Community banks hopeful as lawmakers target financial rules

Community banks that can be vital to many small businesses are hopeful about changes that the Trump administration and Congress have promised to legislation passed after the financial crisis that tightened supervision of Wall Street and the banking industry.

The number of small, local banks has declined since the Great Recession, a change that advocates feel was intensified by the paperwork the increased oversight entails. That's disappointing to many small business owners, who find it easier to form relationships with community bank branch managers and bankers than with those at regional or international banks. A community banker can advise them and steer business their way, for example, connecting a company owner with a new accountant.

"I need someone I can talk to who can understand the dynamics of a small business," says Ken Yager, who owns Newpoint Advisors, a Schaumburg, Illinois-based consulting firm. "With a big bank, you just disappear into an account number."

Jeff Bridgman remembers when his community bank would cover an overdraft for his antiques business, knowing he'd have funds in the account within a few days. He had a close relationship with the employees even as the bank went through several mergers over 15 years. But a staff turnover at the bank, now one of the more than 200 branches of Northwest Bank, left him without the attention and support he had in the past.

"I don't know how a bank could help me today, so I don't even consider them as a tool for growth," says Bridgman, whose eponymous company is located in York, Pennsylvania. "The bank for me today is just a place for money to sit for a couple of days while I write checks."

The U.S. had 5,521 community banks as of Sept. 30, down more than 25 percent from 7,442 at the end of 2008, when the banking crisis was still in its early days, according to the Independent Community Bankers Association, an industry group. The Federal Deposit Insurance Corp. has reported nearly 500 bank failures since 2009, most of them small banks. Others have merged to cut costs and stay in business, but many have struggled even as the economy has recovered.

Industry groups blame increased regulation, including the Dodd-Frank bill passed by Congress in 2010. Last week, President Donald Trump signed an executive order directing the Treasury secretary to review Dodd-Frank and its thousands of regulations. Changes in the law would have to be made by Congress, and House Financial Services Committee Chairman Jeb Hensarling of Texas has proposed modifying portions that affect smaller banks.

Dodd-Frank has created additional procedures and paperwork for all banks, but community banks have a harder time meeting the requirements because they have far smaller staffs than regional or national financial institutions, says Paul Merski, the ICBA's chief economist.

"You can't say which provision it is that's causing you concern. It's more like death by a thousand cuts," says Tim Zimmerman, president of Standard Bank, a Pittsburgh-area community bank with nine branches. "It's exhausting management and staff of community banks around the country."

The ICBA is advocating for several banking laws to be repealed or modified.
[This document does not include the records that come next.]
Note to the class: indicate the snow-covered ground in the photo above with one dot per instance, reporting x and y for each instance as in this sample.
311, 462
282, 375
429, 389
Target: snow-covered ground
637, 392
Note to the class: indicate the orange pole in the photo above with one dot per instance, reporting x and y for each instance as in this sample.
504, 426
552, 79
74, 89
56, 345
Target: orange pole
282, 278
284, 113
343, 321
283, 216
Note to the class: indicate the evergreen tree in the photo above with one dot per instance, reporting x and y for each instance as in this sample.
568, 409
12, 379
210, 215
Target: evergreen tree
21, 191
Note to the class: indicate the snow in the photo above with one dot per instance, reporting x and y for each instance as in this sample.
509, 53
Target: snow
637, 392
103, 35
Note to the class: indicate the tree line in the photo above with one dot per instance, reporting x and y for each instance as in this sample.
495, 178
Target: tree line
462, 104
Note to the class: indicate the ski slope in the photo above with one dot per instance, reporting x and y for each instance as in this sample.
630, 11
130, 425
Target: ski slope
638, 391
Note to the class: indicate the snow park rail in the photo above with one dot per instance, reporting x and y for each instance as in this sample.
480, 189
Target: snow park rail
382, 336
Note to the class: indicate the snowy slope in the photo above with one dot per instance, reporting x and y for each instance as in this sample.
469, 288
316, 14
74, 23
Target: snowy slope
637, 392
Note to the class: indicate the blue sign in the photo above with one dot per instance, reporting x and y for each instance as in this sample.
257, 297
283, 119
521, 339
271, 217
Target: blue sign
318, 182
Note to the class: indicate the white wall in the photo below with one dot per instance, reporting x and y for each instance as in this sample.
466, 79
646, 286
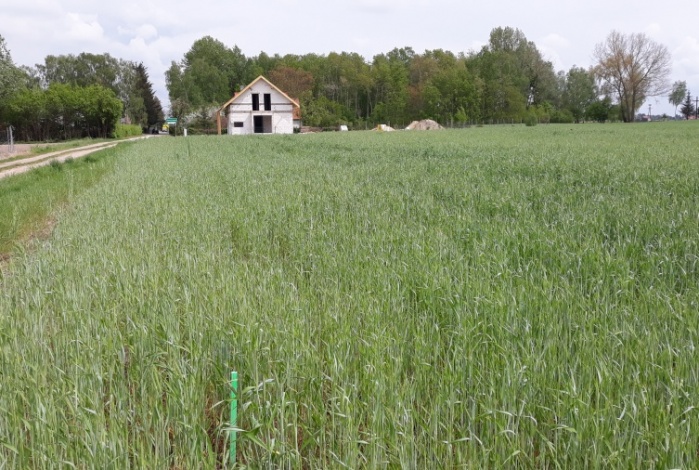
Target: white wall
241, 111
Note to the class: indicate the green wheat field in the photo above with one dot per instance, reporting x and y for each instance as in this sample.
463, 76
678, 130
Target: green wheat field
496, 297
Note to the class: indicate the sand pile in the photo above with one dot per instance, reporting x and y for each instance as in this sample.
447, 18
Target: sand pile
424, 125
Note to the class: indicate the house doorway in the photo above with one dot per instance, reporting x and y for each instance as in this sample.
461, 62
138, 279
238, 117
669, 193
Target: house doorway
262, 124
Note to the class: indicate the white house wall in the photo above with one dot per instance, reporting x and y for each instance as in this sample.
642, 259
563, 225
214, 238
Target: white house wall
240, 110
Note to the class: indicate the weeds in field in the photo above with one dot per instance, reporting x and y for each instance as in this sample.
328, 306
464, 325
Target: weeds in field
486, 298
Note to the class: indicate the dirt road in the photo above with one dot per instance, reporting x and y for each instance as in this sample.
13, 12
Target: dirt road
14, 167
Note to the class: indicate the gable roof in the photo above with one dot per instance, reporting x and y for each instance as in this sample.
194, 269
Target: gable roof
251, 84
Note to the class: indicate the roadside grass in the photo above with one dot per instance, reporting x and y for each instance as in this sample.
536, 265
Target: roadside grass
497, 297
29, 200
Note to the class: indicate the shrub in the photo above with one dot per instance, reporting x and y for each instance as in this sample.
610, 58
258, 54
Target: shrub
531, 120
127, 130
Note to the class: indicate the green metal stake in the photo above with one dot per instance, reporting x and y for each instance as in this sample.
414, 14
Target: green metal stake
234, 414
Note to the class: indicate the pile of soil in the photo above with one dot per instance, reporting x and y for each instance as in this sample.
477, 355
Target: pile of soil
424, 125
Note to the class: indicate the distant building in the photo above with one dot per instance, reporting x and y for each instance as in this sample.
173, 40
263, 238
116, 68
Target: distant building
260, 108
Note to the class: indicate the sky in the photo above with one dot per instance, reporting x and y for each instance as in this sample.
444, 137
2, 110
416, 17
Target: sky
157, 33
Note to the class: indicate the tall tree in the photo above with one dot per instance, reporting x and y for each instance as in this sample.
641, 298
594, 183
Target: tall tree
687, 108
579, 92
151, 103
633, 67
11, 77
677, 94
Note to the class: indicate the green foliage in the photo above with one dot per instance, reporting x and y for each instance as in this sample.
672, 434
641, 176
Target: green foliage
209, 74
562, 116
531, 119
12, 79
677, 94
64, 112
599, 110
687, 108
122, 131
502, 297
579, 93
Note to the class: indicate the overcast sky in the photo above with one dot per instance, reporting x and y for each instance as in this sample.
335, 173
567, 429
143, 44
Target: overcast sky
156, 33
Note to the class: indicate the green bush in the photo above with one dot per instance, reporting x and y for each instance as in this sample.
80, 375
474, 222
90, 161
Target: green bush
531, 120
562, 116
127, 130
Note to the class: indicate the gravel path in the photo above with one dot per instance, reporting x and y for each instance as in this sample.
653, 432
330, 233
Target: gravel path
15, 167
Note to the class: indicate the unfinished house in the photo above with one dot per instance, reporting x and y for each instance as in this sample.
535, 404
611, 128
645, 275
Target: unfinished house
260, 108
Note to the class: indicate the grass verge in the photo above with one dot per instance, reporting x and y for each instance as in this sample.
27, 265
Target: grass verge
28, 200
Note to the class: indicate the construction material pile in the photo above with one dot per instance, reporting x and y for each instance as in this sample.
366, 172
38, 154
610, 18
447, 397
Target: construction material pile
424, 125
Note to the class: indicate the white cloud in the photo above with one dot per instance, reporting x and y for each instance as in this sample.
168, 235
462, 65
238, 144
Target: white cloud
82, 27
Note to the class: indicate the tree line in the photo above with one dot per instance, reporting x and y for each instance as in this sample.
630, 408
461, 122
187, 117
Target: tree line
507, 80
75, 96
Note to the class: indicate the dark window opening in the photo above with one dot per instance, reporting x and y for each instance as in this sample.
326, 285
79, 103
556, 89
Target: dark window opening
258, 124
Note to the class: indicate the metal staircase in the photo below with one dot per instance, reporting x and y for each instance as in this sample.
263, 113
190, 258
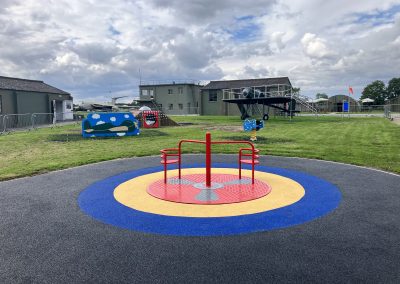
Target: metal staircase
303, 101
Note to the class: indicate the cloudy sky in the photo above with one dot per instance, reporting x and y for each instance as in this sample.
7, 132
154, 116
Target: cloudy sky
99, 49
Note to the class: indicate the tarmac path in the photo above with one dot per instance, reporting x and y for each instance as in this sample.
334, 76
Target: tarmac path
46, 238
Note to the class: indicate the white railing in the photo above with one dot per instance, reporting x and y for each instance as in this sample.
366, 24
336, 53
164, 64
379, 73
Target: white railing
180, 111
255, 92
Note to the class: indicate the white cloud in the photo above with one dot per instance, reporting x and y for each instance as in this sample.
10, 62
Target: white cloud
315, 47
95, 51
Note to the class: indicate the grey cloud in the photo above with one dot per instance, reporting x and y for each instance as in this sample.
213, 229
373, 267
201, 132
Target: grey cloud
204, 10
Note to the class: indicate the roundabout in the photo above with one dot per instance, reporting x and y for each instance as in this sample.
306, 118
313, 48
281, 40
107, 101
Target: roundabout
139, 200
346, 231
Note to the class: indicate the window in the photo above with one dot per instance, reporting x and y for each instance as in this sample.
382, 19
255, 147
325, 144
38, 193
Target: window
212, 96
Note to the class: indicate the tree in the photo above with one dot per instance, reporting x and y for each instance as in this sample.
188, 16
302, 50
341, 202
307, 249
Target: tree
321, 96
393, 89
376, 91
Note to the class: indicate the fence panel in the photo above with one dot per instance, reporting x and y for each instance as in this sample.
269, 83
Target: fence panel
15, 121
39, 119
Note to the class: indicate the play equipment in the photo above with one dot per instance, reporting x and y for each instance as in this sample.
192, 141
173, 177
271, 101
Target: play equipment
113, 124
151, 118
253, 125
248, 155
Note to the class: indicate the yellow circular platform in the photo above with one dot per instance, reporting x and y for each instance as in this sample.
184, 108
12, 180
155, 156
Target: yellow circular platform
133, 194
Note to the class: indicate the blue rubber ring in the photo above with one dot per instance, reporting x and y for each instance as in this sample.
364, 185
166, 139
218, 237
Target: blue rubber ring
321, 197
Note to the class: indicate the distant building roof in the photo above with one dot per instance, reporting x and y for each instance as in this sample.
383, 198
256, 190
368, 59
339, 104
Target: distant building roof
8, 83
235, 84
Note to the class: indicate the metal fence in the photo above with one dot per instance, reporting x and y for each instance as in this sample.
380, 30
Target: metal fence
392, 111
13, 122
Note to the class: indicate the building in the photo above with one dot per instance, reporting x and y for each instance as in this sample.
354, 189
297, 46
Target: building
228, 97
173, 98
335, 103
217, 97
22, 96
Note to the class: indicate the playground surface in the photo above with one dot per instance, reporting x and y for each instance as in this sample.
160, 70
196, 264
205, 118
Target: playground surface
47, 237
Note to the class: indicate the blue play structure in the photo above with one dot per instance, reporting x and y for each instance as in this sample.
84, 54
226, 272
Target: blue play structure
112, 124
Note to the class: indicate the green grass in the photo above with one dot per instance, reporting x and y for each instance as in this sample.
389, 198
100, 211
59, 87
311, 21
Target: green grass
372, 142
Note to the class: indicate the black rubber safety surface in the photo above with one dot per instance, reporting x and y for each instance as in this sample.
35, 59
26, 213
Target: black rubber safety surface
45, 237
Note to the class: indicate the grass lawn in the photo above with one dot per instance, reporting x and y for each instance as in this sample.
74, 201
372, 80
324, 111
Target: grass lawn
372, 142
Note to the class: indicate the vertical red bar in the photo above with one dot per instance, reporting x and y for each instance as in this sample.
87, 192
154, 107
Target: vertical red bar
208, 159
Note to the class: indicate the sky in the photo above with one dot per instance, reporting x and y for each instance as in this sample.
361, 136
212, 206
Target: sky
96, 50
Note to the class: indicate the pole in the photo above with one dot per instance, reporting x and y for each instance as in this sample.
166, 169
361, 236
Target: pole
208, 159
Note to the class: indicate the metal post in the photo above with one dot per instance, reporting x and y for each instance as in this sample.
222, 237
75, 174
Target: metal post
208, 159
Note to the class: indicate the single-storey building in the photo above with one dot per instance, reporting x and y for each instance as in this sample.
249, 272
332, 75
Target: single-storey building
217, 96
22, 96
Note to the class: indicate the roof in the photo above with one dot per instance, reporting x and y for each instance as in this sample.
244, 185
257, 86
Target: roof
8, 83
235, 84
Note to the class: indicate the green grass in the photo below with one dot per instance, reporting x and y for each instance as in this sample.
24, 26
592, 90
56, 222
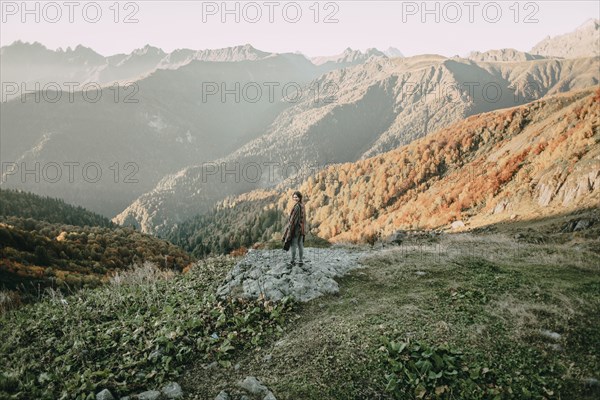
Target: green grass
128, 337
490, 304
478, 303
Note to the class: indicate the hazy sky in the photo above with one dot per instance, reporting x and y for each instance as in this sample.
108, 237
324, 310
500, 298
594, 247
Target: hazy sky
313, 28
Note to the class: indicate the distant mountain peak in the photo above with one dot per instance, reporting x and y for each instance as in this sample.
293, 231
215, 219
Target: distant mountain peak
148, 49
393, 52
582, 42
349, 57
590, 23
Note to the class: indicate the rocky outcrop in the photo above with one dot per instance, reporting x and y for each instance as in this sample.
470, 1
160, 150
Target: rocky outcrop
269, 272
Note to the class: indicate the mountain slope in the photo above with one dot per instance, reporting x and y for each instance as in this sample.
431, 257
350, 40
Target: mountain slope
583, 42
28, 205
537, 160
165, 122
369, 109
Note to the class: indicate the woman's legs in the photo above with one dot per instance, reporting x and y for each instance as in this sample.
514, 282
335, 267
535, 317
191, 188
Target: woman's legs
297, 242
294, 245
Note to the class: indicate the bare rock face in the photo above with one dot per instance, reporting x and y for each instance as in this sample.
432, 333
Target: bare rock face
583, 42
579, 185
566, 188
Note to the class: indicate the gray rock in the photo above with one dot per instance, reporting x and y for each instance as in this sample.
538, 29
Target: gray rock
582, 224
550, 334
253, 386
155, 354
457, 224
223, 395
172, 390
270, 396
149, 395
268, 272
591, 382
104, 395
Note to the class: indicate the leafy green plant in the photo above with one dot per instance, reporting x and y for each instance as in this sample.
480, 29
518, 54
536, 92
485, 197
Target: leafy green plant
427, 371
129, 336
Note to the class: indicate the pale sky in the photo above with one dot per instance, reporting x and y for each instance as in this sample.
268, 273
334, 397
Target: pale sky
288, 26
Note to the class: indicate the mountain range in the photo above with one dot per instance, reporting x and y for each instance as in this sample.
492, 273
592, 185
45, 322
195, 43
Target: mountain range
178, 139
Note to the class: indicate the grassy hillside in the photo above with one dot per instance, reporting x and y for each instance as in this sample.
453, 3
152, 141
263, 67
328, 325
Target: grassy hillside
463, 316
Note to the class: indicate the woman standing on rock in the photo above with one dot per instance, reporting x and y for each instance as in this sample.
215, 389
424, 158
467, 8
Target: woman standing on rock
294, 232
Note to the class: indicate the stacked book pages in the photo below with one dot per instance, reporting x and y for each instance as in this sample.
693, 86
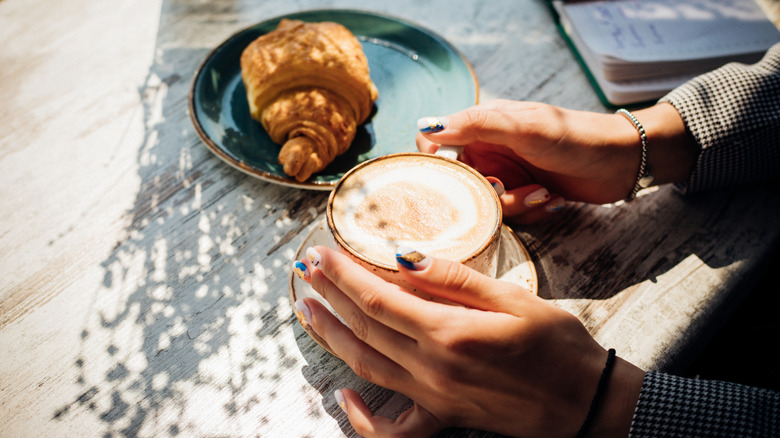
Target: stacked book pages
638, 50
Among them:

— Rules under the Home Mortgage Disclosure Act that sharply increased the amount of data banks must report to the government on each home mortgage application.

— Regulations still to take effect under Dodd-Frank that would require banks to collect and report information to the government about each small business loan application.

— Requirements on the amount of money community banks must hold in reserve to protect against losses from bad loans. Those requirements were put into effect after losses at the nation's biggest financial institutions threatened the world banking system.

The changes were intended to protect against failures like Lehman Brothers in 2008, and community banks don't pose a similar threat, the ICBA says. Community banks are likely to have several billions of dollars in assets each, according to the FDIC, while regional banks may have assets in the hundreds of billions of dollars and international banks like Bank of America and Wells Fargo have assets into the trillions. Small business advocates say they're feeling the reverberations.

"The overregulation has caused costs to go through the roof, many banks have been shut down and that has hit small businesses," says Javier Palomarez, president of the United States Hispanic Chamber of Commerce.

Yager, whose firm specializes in helping financially troubled small businesses, uses larger banks for tasks like money transfers, but depends on his community bank for most of his needs. He finds community bankers more willing than larger ones to try to help companies succeed.

"They'll ask questions like, what collateral do you have? Do you have a plan? What have you missed in your business that could do to help make things better?" he says.

In the meantime, struggling community banks are expected to continue merging. Standard, the Pittsburgh-area bank, is in the process of consolidating with another area community bank, Allegheny Valley Bancorp, which has eight branches.

"We can't afford to keep going the way we're going," Zimmerman says.